Rochilla Nair, coordinator at Global South Against Xenophobia, said “institutional xenophobia” is a familiar phrase for her organization.
We also refer to it as “state xenophobia”. Nair said, “Xenophobia is reflected in the actions of the government and the state.
Nair raised concerns about the government’s lack of treatment of migrants,”Civil society, and the public in relation to economic development, human rights violations, and recognition of the rights of refugees and asylum seekers in South Australia.”

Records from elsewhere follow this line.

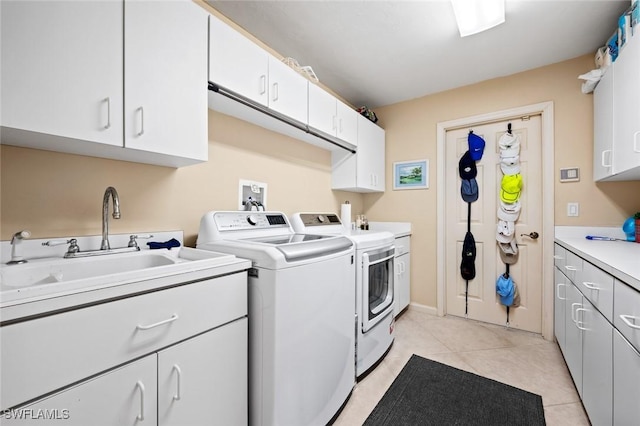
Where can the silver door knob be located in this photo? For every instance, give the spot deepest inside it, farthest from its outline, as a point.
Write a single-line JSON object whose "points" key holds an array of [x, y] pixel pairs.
{"points": [[533, 235]]}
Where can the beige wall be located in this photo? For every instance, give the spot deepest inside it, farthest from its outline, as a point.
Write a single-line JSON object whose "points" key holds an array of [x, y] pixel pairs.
{"points": [[56, 195], [411, 134]]}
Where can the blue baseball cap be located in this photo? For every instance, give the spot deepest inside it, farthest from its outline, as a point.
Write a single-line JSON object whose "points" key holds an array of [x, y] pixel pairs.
{"points": [[476, 146], [505, 289]]}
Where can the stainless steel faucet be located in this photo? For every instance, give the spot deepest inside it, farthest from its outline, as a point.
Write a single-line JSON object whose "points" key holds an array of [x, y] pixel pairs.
{"points": [[109, 192]]}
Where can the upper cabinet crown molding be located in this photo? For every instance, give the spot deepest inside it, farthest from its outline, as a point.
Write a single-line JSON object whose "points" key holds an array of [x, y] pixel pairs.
{"points": [[64, 88]]}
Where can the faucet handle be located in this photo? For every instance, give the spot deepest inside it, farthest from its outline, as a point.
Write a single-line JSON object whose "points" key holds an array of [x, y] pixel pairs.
{"points": [[133, 239]]}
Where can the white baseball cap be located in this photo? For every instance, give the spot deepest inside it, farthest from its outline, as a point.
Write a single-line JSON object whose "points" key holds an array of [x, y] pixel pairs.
{"points": [[510, 165], [505, 231], [509, 212]]}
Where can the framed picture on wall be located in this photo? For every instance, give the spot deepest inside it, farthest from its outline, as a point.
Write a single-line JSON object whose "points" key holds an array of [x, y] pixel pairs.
{"points": [[411, 174]]}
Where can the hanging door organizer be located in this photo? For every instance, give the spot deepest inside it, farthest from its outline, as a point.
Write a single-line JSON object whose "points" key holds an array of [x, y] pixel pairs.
{"points": [[469, 193], [508, 212]]}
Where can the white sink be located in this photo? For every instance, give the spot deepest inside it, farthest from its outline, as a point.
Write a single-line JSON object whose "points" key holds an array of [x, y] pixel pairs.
{"points": [[47, 276]]}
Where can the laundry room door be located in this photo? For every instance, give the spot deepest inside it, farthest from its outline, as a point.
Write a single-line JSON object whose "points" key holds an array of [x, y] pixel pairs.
{"points": [[483, 302]]}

If our economic and immigrant policies “do not translate into practical safety and well-being for migrants, refugees and asylum seekers from the continent, then the problem of xenophobia from the nations remains despite the constitutional and various other protocols to which South Africa is a signatory,” Nir said.
According to Dr. Venencia Nyambuya, migrants, particularly migrant women, are at risk of violence in the pursuit of making ends meet. “Women risk sexual harassment and violence every time they sell goods on the streets or at flea markets, go to work, or take public transportation, and have little recourse or protection from this violence. They said the police are indifferent to their allegations.” , and/or solicit bribes or sex in exchange for favors,” Nyambuya said.

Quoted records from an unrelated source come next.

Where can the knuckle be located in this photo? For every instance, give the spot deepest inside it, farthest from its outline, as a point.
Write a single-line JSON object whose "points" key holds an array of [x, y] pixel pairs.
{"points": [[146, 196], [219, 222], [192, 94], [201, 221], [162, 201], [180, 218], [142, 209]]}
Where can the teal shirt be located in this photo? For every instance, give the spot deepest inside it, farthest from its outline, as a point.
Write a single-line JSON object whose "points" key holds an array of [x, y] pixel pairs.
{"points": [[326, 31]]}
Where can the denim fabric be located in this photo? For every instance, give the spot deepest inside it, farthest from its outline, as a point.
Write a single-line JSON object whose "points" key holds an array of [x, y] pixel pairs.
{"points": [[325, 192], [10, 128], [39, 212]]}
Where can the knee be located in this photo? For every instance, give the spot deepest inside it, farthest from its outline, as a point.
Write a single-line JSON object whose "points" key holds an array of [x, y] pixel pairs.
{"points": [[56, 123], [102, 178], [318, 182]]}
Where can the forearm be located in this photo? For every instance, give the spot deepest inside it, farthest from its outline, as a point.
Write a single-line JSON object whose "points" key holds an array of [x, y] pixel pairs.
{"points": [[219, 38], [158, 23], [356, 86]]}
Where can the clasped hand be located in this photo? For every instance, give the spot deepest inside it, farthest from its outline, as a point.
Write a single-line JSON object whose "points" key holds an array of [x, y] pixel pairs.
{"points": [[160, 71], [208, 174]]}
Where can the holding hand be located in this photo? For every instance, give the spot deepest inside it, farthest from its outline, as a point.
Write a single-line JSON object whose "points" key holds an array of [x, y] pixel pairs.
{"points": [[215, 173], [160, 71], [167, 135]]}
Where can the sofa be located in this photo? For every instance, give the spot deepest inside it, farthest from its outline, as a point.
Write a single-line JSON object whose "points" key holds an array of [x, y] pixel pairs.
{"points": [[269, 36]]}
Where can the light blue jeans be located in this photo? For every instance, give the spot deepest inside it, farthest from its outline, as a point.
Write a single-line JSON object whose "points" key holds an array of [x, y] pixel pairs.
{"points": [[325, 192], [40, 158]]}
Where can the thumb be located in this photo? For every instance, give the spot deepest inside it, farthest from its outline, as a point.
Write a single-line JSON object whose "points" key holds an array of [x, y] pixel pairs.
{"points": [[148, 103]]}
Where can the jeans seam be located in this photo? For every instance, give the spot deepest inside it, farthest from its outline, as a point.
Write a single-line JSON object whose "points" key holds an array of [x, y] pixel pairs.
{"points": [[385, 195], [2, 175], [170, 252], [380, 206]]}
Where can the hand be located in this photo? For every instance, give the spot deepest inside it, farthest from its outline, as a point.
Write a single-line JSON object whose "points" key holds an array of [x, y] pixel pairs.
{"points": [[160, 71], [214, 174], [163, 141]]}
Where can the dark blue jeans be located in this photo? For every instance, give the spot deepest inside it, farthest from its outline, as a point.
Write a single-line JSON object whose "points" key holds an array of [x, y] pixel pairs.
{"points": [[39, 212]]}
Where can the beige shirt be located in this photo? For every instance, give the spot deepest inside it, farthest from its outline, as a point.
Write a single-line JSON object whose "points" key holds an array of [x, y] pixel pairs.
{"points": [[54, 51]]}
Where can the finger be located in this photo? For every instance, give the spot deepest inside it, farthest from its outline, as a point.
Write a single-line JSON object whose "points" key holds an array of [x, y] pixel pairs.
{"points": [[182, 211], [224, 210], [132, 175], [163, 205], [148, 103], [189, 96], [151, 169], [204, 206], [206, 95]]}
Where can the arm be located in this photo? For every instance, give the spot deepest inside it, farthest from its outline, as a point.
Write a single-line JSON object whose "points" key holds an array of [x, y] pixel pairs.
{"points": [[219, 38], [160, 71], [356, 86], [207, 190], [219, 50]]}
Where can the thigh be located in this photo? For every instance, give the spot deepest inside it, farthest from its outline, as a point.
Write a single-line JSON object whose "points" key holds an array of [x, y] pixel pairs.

Nyambuya writes for her dissertation on ethnographic portraits of migrant women challenging gender-based violence in Durban. She confirmed how the women she interviewed for her paper were afraid to go to the police because they would be judged by their nationality.
Immigrant women in South Australia face numerous challenges in accessing public services. They often faced difficulties accessing healthcare services, abuse by public health service providers, and everyday medical xenophobia. These issues are pervasive in clinics and hospitals, highlighting the challenges these women face in their daily lives,” Nimabuya said.
Her thesis title is Life Stories: Ethnographic Portraits of Migrant Women Challenging Gender-Based Violence in Durban, SA.
One of the women interviewed for her dissertation, Thoku, a 40-year-old Zimbabwean woman, arrived in Durban in search of greener pastures after Zimbabwe’s 2008 economic collapse.
Thuko lost her partner in xenophobic attacks in Johannesburg. For Thoku, being in Johannesburg brought traumatic experiences from the 2008 xenophobic attacks. Later I decided to move to Durban.
He believes that the police in Durban are more lenient compared to the Johannesburg police because they never demand proof of identity from foreigners who are largely present in the CBD, said Thoku. Thuku described how difficult it was to denounce abuse in South Africa because of one’s legal standing and language.
“I am not ready to be a foreigner because I am afraid it will create enemies for me in a xenophobic environment like the one in which I live and work. The police are not what we think they are, instead of protecting us they are helping this injustice to prevail because we are not welcome here.” Thoku said. .
National Police spokesperson Brigathlinda Mathey said the police personnel are well-trained, competent and disciplined and “work within the standards (scope) of the Constitution and the SAPS Code of Conduct which neither allow nor tolerate any form of discrimination against anyone in the country”.
“We nullify and refute any allegations made against SAPS that police officers are continuing xenophobic attacks against foreigners or illegal immigrants in the country. We make a serious appeal to community members and the media to report any form of xenophobia committed in the crime,” Mathi said.
The South African Human Rights Commission (SAHRC) said it had already received complaints about the abuse of the rights of refugees and migrants.
We have also received complaints about how the process violates rights. “Based on the complaints received of exploitation and abuse, the South African Human Rights Commission believes that the rights of vulnerable people are being violated by officials who do not consider the human rights of these people,” said Commissioner Ange Makwetla.
Maquitla said the problem of abuse can be dealt with by ensuring that officials understand the laws, “policies and tools that promote human rights. Those responsible must be held to high standards and if they are found to want this, they must be punished accordingly.”